Bicara Indonesia, pasti menarik. Sebab, negara dengan jumlah ribuan pulau itu memiliki ragam bahasa dan tempat yang terpisah satu sama lain. Sebagai negara dengan jumlah pulau yang banyak, Indonesia juga memiliki kekayaan bahasa, budaya, dan multi etnis yang tersebar di berbagai daratan.
Keberadaan orang-orang di berbagai daerah memang menarik untuk dilacak. Sebab, pulau terpencil dan jauh dari pulau besar pun dihuni manusia. Padahal jika dipikir pakai logika, jarak Manado-Sangihe sudah jelas ribuan kilometer dengan terpisah oleh bentangan samudera. Nyatanya, Sangihe tetap padat dengan penduduk.
Menilik sejarah, memang tidak akan lepas dari pergerakan manusia dari masa ke masa yang terus bergerak seiring terbukanya jaman. Pada sebuah sumber, Sangihe yang terletak di ujung utara Indonesia merupakan wilayah yang berbatasan langsung dengan Mindanau, Filiphina. Bahkan, jarak Sangihe ke nagara tetangga jauh lebih dekat ketimbang berlayar ke Manado. Setidaknya untuk ke Mindanau, cukup 58 KM mil laut, sedangkan ke Manado harus ditempuh 150. Tiga kali lipat perjalanan. Beruntung, masyartakat Sangihe memiliki jiwa nasionalisme yang kuat. Sehingga, meski terpisah jauh dari pulau besar di Indonesia, tetap kuat sebagai bagian dari NKRI.
Sejarah lain tentang orang-orang Sangihe juga disebut sebagai keturunan Filiphina selatan yang bermigrasi ke pulau-pulau tersebut ribuan tahun silam. Bahkan, jika ditilik dari kisah masa lalu, sistem yang dianut oleh masyarakat Sangihe yaitu Tampunganglawo, kedatuan Sangihe disebut masih dekat dengan Mindanau dibanding Indonesia.
Mery pernah membaca sebuah buku yang menjelaskan kisah rangkaian pulau-pulau yang terbentang di samudera pasifik.
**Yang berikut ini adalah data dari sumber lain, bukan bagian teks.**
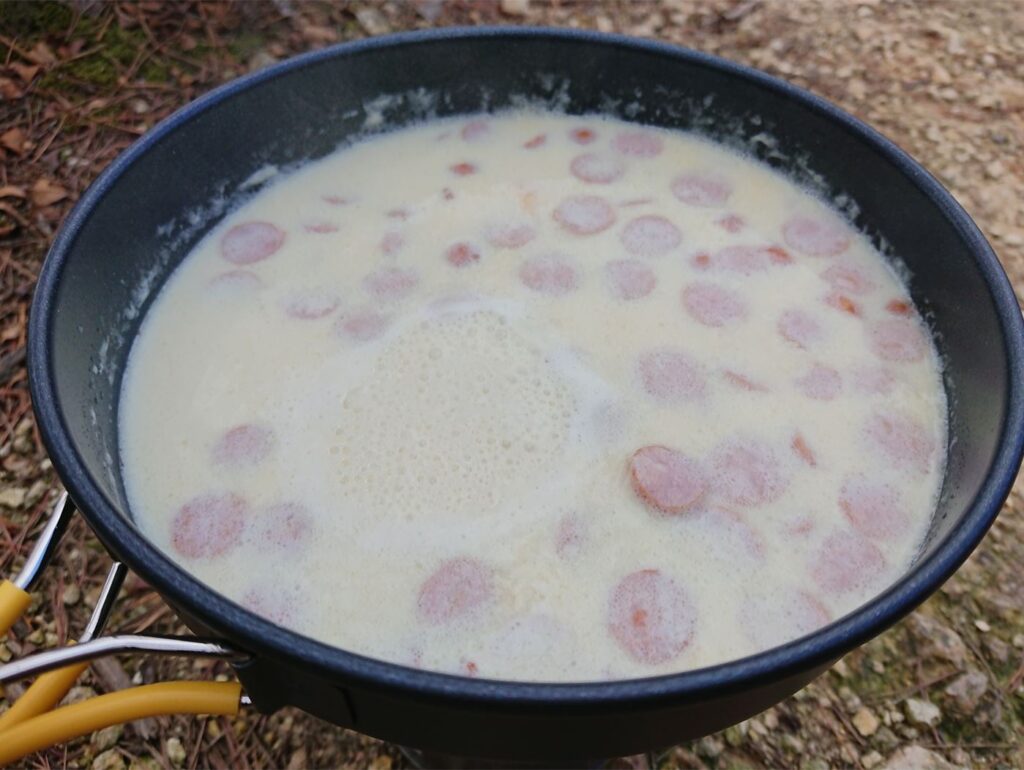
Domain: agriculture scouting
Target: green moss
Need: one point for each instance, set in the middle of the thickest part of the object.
(116, 51)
Sejarah Sangihe secara singkat ketika abad 14 di mana Sangihe masih menganut sistem kerajaan dengan silsilah Bowontehu.
Bekal itu membuat perempuan yang sejak SMA suka naik gunung ini sudah siap dengan materi penjelajahan di tanah Sangihe. Meski Isnan jauh lebih tahu dan banyak pengetahuan tentang lokasi.
Buku yang dipegangnya diletakkan kembali di atas tas. Lalu membuka satu pesan yang tiba-tiba masuk. Sudah ada sinyal? gumam Mery.
Perjalanan kapal dari Manado ke Sangihe memang menempuh waktu yang cukup lama. Semua jaringan akan hilang ketika kapal sudah ada di tengah perjalanan. Kecuali ketika sudah mau sampai di pelabuhan Tahuna.
"Ada sinyal?" Resti juga membuka ponselnya yang tiba-tiba bergetar.
Mery melihat semua penumpang yang ada di dek II duduk memejamkan mata. Beberapa lainnya memegang ponsel mereka. Kaum laki-laki duduk di satu titik mengantre kopi panas.
"Sudah mau sampai, jadi ada sinyal masuk," kata Isnan yang masih terlihat memejamkan mata. "Satu jam lagi kita akan sampai di Tahuna."
Resti langsung girang dan membuka kontak. Dia langsung menelepon orangtuanya. Dari nada sambungnya, telepon Resti tidak diangkat.
"Ibu lo masih tibur, Res. Di sana masih jam tiga pagi," celetup Isnan. "Selisih kan satu jam, kalau di sini jam empat di sana jam tiga."
Dia lantas menutup ponselnya.
Suara pengeras kembali berderit. Pengumuman dan doa dari salah seorang penumpang yang diminta untuk memimpin doa itu sudah mulai mengajak penumpang untuk tunduk sejenak.
Mengajak semua penumpang memuji Tuhan dengan senandung lagu rohani, Bapa Terima Kasih. Semua penumpang ikut menyanyi sembari memejamkan mata. Pemandangan penuh keheningan dengan hikmat pagi terasa di dalam kapal. Orang-orang yang mensyukuri atas nikmat Tuhan.